Neuroanatomical Signatures of Autism

Friday, May 16, 2014
Atrium Ballroom (Marriott Marquis Atlanta)
D. Yang, R. J. Jou and K. A. Pelphrey, Child Study Center, Yale University, New Haven, CT
Background: In an fMRI study of children with autism spectrum disorder (ASD), unaffected siblings of children with ASD (US), and typically developing children (TD), Kaiser and colleagues (2010) identified three different kinds of biomarkers: (a) state regions: functionally weaker in ASD (relative to TD and US), reflecting the state of having ASD; (b) trait regions: functionally weaker in both ASD and US (relative to TD), reflecting the underlying genetic vulnerability for ASD; and (c) compensatory regions: functionally stronger in US (relative to ASD and TD), suggesting a pathway by which US might avoid developing ASD. It remains unclear how these neurofunctional biomarkers might map onto neuroanatomical characteristics in ASD.

Objectives: We aimed at elucidating the neuroanatomical biomarkers of autism by comparing and contrasting the cortical thickness among ASD, TD, and US in a large sample of children with groups rigorously matched on sex, age, and IQ.

Methods: Study participants included 209 children (age: 4-12 years old), including 100 children with ASD (25 females and 75 males), 70 TD children (28 females and 42 males), and 39 US children (17 females and 22 males). Expert clinical diagnosis of ASD was confirmed via the ADOS and ADI-R. For every participant, a high-resolution, T1-weighted MPRAGE structural scan was acquired using a 3-Tesla Siemens Tim Trio scanner. Cortical reconstruction was performed using FreeSurfer 5.1.0. We sought to identify (a) state regions, where the cortical thickness in ASD was thinner than both TD and US; (b) trait regions, where cortical thickness in both ASD and US children is thinner than TD children; and (c) compensatory regions, where cortical thickness in US is thicker than both children with ASD and TD children. To correct for multiple comparisons, we employed a Monte Carlo simulation (cluster analysis) with an a priori threshold of p< .05 for whole-brain correction.

Results: Trait regions were not apparent following whole-brain correction. State and compensatory regions were localized mainly to the temporal and frontal lobes as well as the insular cortex.

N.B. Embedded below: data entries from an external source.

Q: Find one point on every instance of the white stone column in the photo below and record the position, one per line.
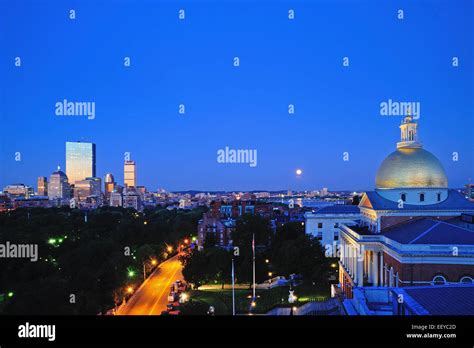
(382, 281)
(360, 272)
(376, 277)
(370, 258)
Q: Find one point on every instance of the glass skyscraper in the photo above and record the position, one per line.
(80, 161)
(130, 174)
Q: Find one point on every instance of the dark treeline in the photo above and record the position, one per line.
(84, 260)
(288, 251)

Among the state regions, the cortical thickness of the right posterior superior temporal sulcus (pSTS) and that of the right lateral orbitofrontal cortex were highly negatively correlated with ADOS module 3 social affect scores (ps< .01, corrected), suggesting that cortical thickness in these regions is a sensitive biomarker of social-communication dysfunction in ASD.

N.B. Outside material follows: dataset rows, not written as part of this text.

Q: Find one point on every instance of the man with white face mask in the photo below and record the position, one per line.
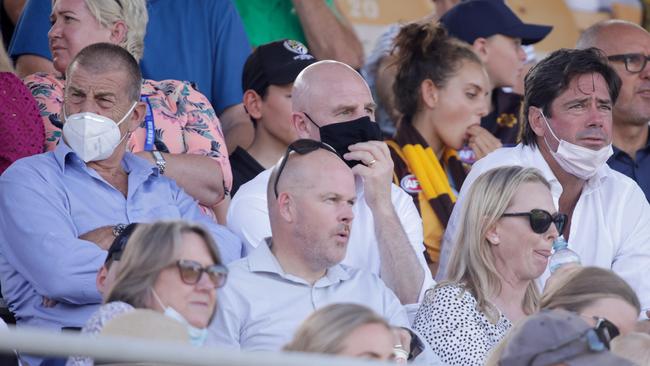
(61, 210)
(568, 136)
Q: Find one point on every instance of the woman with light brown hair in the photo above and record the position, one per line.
(344, 329)
(172, 267)
(509, 223)
(598, 294)
(21, 131)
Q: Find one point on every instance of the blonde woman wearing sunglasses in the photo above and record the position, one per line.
(170, 267)
(505, 235)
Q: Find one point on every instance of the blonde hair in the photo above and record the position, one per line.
(134, 15)
(325, 330)
(634, 347)
(5, 62)
(472, 262)
(150, 249)
(575, 290)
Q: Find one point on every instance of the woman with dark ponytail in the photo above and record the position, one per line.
(441, 91)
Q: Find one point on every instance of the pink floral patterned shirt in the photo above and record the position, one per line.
(184, 121)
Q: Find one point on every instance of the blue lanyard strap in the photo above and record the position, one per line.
(149, 125)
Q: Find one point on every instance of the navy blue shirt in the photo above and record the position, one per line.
(201, 41)
(637, 169)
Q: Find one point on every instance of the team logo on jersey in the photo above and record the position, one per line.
(410, 184)
(299, 49)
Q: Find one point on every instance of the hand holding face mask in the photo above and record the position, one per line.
(575, 159)
(91, 136)
(343, 134)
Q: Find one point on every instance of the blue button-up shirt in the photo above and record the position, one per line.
(47, 201)
(637, 169)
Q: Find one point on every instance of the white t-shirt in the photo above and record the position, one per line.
(248, 217)
(610, 227)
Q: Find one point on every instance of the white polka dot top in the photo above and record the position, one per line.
(457, 332)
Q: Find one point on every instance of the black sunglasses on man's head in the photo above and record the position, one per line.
(302, 147)
(541, 220)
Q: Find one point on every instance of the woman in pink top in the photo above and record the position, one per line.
(180, 121)
(21, 130)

Conclusions: We generally replicated the prior functional MRI findings using a large structural MRI dataset while identifying additional state and compensatory regions, providing convergent evidence for the neural signatures of ASD originally identified by Kaiser et al. (2010). Future studies are warranted to further characterize these neurobiological signatures using other imaging modalities, including diffusion MRI. Full characterization of the neural signatures of ASD is essential to guide future work aimed at elucidating the neural-systems-level pathophysiology of ASD and developing guidance for treatment.